CALDWELL — ElJay Waite has been the city’s finance director for 20 years. But at home, it’s his wife, Pep Waite, who handles the family’s budget — and that model of little debt and upfront cash payments is what inspires him when managing the city’s finances.
Waite, 65, started working as the city’s finance director shortly after Mayor Garret Nancolas was first elected in 1998.
On March 16 he will retire — to dedicate himself to fishing and service work at the Church of Jesus Christ of Latter-day Saints temple in Meridian.
Over his 20 years, Waite has been involved with several major projects in the city, including work on uncovering and beautifying the Indian Creek and bringing Treasure Valley Community College to Caldwell. Whenever any of these big projects was envisioned, Waite said, the city council would ask him how the city would pay for it, and he would be tasked to come up with a solution, which he always did, he said.
“I’ve never met anybody that understands numbers the way he does,” Nancolas said. “ElJay has been instrumental in putting together financing packages and delivering results.”
Both Waite and Nancolas have the same favorite memory from their time working together.
In early 1998, when Caldwell’s Urban Renewal Agency was still in the early stages of development, the two men drove around the city in Waite’s pickup truck to assess the needs of Caldwell and develop a plan for how an urban renewal agency could address the issues.
“If you compare a picture of Caldwell from then and now, it’s amazing how things have changed,” Waite said.

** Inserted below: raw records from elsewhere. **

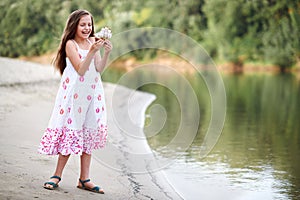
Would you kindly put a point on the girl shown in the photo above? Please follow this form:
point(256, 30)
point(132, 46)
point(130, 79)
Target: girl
point(78, 121)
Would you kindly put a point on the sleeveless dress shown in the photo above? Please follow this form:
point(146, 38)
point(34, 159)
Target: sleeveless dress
point(78, 122)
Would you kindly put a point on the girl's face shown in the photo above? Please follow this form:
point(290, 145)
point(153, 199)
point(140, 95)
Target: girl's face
point(84, 27)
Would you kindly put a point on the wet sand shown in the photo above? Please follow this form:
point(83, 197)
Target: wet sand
point(27, 94)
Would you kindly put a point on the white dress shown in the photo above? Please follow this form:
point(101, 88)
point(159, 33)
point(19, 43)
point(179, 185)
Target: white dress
point(78, 122)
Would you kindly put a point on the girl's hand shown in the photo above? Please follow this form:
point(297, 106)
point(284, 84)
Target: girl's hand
point(107, 46)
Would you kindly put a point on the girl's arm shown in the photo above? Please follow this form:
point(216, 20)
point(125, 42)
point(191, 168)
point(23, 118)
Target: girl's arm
point(81, 66)
point(100, 63)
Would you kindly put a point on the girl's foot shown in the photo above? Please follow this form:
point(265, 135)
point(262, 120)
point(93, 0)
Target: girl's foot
point(88, 185)
point(52, 183)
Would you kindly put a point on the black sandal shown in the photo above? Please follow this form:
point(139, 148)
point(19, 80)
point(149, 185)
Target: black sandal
point(54, 185)
point(95, 189)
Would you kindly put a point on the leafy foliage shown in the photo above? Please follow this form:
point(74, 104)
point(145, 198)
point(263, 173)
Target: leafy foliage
point(230, 30)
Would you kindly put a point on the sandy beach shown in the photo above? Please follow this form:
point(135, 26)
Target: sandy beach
point(27, 94)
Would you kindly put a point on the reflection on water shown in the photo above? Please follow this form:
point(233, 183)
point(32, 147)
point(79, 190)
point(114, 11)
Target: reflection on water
point(258, 153)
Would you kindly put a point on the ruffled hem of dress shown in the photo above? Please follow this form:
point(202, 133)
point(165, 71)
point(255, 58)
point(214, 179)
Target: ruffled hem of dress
point(66, 141)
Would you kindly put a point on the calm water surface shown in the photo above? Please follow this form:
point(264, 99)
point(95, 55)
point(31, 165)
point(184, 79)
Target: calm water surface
point(258, 153)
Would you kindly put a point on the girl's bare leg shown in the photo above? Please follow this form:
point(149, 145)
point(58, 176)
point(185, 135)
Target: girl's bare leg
point(85, 162)
point(61, 163)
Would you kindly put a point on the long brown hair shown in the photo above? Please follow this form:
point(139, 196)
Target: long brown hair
point(68, 34)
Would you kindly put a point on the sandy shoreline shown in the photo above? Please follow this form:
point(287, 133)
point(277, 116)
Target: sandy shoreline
point(27, 93)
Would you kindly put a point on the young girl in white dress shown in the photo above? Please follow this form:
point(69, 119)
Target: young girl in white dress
point(78, 121)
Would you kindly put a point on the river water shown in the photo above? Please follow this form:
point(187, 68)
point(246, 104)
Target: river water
point(257, 155)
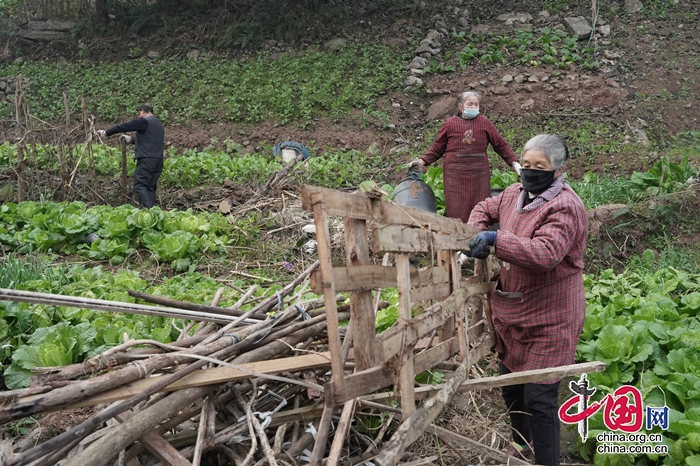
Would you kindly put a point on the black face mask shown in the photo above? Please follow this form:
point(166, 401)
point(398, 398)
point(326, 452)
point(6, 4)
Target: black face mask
point(536, 181)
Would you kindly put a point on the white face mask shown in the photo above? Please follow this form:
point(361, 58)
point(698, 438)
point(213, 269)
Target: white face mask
point(470, 113)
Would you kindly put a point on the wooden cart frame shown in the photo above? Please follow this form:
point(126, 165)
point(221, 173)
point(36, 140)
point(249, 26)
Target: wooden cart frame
point(390, 358)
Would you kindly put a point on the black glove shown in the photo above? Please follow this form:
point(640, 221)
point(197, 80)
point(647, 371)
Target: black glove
point(479, 245)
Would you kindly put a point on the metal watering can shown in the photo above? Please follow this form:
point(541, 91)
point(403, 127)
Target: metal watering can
point(414, 192)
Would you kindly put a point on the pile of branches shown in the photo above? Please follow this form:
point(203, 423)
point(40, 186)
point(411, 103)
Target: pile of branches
point(145, 418)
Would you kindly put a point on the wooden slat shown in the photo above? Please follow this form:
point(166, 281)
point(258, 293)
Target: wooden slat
point(368, 277)
point(447, 330)
point(391, 341)
point(359, 205)
point(401, 238)
point(210, 376)
point(364, 383)
point(376, 378)
point(158, 446)
point(361, 305)
point(405, 380)
point(324, 257)
point(426, 293)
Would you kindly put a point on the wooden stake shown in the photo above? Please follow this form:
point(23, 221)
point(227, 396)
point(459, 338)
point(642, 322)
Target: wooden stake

Waite’s role was key in ensuring the city’s needs were not compromised even in the midst of the national economic crisis that started in 2007 and 2008, Nancolas said.
Waite said he relied heavily on the city’s savings during the recession and its aftermath — at one point, bringing the fund balances down to “the lowest possible.”
Even though some nonessential services had to be cut, Waite said, necessities such as public safety services were maintained at the same level.
“It was a tough time,” Waite said. “Caldwell was hit the hardest in the area, but we pulled through.”
Waite has not been without his critics over the years. Paul Alldredge, 71, writes the Caldwell Guardian blog, covering issues within the city of Caldwell.
Alldredge, who ran for Caldwell mayor in 2013, has disagreed with some city decisions, including bringing in the community college.
Since 2014, however, Alldredge said he has not had any issues with city governance and appreciated Waite’s communication with him whenever asked a question.
“I have to say, ElJay has not ducked any questions,” Alldredge said.
WHAT’S NEXT FOR CALDWELL
The city has not decided on a hiring timeline to replace Waite. There will be an application process to fill the position. Until then, Carol Mitchell, deputy treasurer, is getting trained for the job, Nancolas said.
“Carol has great characteristics,” he said. “But there will be an application process, and I hope she is right on top.”
Waite’s position pays $106,808 per year.
When Waite retires, the new finance director will not have the same starting wage, according to Monica Jones, human resources director.
Waite said he will continue to work on ongoing projects two days a week after he retires.
Mitchell has worked with Waite since October 2015.
“My experience as well as my team’s experience during these last couple of years working with ElJay has been a very positive and rewarding opportunity,” she said in an email to the Idaho Press-Tribune. “ElJay’s guidance and mentorship has prepared our team to continue making Caldwell the treasure of the valley.”
BEYOND THE NUMBERS
Beyond crunching numbers, Waite likes to crack a joke here and there.
“You probably don’t see it very often, but he has a great sense of humor,” Nancolas said. “He can make people smile and laugh in difficult days.”
Waite was born and raised in Nampa. After graduating from Vallivue High School, Waite spent a year in Quebec, Canada, serving an LDS mission. He married his wife in 1974, and together they have four children, 17 grandchildren and one great-grandson.
Before working for the city, Waite worked at a mining firm as an accountant in Silver City, Idaho, for 18 years.
Waite said his favorite season is spring, “when everything comes back to life.” Post retirement, when spring comes around, Waite said he is planning to spend most of his time fishing.